Bruce's Do-Over Week 1: Photo Archive
Kristin is participating in a genealogy “do over” where she is starting from an empty tree and inserting information from scratch with everything done the way she now knows is correct. We are taking this opportunity to look at a number of different aspects of how we work on family history. My job is back up and recovery, and I'm revisiting that.

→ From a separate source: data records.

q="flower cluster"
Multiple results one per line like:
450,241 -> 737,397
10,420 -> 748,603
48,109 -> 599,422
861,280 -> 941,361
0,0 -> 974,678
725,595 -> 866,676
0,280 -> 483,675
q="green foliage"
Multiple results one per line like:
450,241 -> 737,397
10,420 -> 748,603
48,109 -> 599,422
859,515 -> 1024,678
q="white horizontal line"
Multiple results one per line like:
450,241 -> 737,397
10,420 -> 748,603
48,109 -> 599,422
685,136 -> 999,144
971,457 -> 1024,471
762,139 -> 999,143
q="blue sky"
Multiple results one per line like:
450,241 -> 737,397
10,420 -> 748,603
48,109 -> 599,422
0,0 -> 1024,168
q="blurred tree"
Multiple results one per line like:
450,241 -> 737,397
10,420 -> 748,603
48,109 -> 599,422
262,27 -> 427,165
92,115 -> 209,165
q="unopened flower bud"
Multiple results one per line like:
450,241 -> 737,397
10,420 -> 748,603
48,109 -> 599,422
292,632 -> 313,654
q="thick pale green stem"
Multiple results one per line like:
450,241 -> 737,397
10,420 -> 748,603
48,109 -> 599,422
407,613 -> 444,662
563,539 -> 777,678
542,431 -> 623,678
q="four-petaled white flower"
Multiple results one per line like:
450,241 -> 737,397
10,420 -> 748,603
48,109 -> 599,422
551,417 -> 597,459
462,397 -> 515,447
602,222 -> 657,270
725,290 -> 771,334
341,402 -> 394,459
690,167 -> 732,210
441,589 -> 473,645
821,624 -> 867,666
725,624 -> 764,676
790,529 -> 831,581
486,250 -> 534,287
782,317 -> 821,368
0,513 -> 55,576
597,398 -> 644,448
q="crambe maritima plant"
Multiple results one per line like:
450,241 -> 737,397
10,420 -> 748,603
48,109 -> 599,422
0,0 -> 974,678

We use Macs, and have TimeMachine configured--and have tested it under fire. That is our first level of backup. I also clone disks using Clonezilla. Both of these are occasionally swapped with drives in a safe deposit box. The third backup is through Backblaze, a cloud backup service that offers unlimited storage for $5/month per machine, but only for native and USB attached disk drives.
The problem is that our photos are stored on a Western Digital Wordbook II NAS device. It has mirrored drives and has proven to be quite reliable, but there is no convenient way to back it up for offsite disaster recovery. As we become more dependent on digital photography and scanned images, I needed to come up with something better for storing photos.
Linux and OS X have long had the ability to set up software based RAID arrays, and Windows 8 has this capability as well. It was time to get a pair of high capacity USB drives, configure them in a RAID array and transfer all of our digital images to the USB RAID array where Backblaze would back them up. RAID (Redundant Array of Inexpensive Disks) is a term for setting up a high-reliability and in some configurations high performance disk system. For a mirrored configuration (RAID 0), both drives in the pair must fail before you lose data. RAID 0 protects you from disk drive failures, but not from doing stupid things like deleting a file. It is not a substitute for offsite backup which protects you from fire, flood and theft.
Setting up a RAID 0 Array (Mirrored Disks)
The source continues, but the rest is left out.